Nella mia città (Trieste) in questi giorni è stato recuperato il gusto della manifestazione di piazza e dei relativi cortei di sostenitori/oppositori; era dai tempi del Covid dell’anno scorso, che non si trovava piú il motivo per sbandierare, tambureggiare, sfilare a passo di cucaracha, insultare le forze dell’ordine e provocare danni nel centro cittadino. Se la messa in scena fosse stata soltanto un pochino, come dire? meno pedestre… ma no, ecco, solo lievemente piú raffinata, avremmo potuto anche competere con le manifestazioni delle città famose per i giochi di tradizione folkloristica, come, per dirne alcuni, il Palio di Siena, la Giostra del Saracino di Arezzo, la Corsa dei Ceri di Todi, la Quintana di Foligno, o gli Scacchi Viventi di Marostica.
Invece le cronache dei primi mesi ‘21, ci hanno mostrato solo alcuni gruppi di manifestanti innaffiati dai getti d’acqua delle autopompe comunali, che resistevano stoicamente alla doccia forzata nelle loro mantelline impermeabili dai colori sgargianti (a proposito, chi gliele aveva procurate?). Non credo tuttavia che ciò possa costituire un incentivo all’attrattiva turistica o allo studio sulle usanze locali da parte dei dilettanti d’antropologia comparata.
Però abbiamo subito saputo rimediare (visto che tra gli effetti della guerra, la pandemia persistente, la siccità, l’inflazione e il rincaro delle bollette energetiche, non c’era null’altro di serio contro cui protestare) e pertanto abbiamo preso di mira il “Progetto Ovovia”.

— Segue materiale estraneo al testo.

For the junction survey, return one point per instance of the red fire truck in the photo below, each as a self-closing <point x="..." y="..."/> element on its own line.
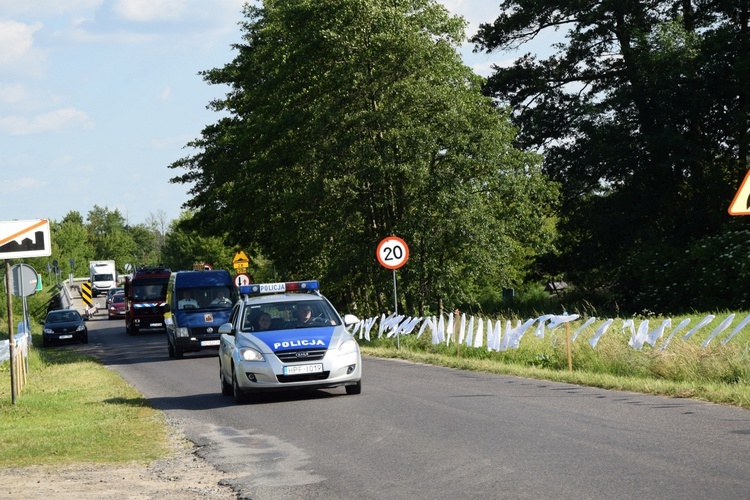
<point x="146" y="296"/>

Per quanti ne fossero ancora all’oscuro, bisogna sapere che la Giunta Municipale ha varato e approvato la costruzione di una gigantesca “ovovia”, la quale partendo dal mare (Porto Vecchio) innalzerà i visitatori fino all’altipiano, con la possibilità di una deviazione per il Santuario del Monte Grisa, già da tempo meta di fedeli, vacanzieri e intrufoloni giocosi, collezionisti di santini, merendine e interminabili serie di selfie sul cocuzzolo panoramico antistante il Tempio e affacciato sul golfo, a testimonianza del “c’ero anch’io”, con i quali affliggere in seguito, dopo il rientro a casa, amici e parenti.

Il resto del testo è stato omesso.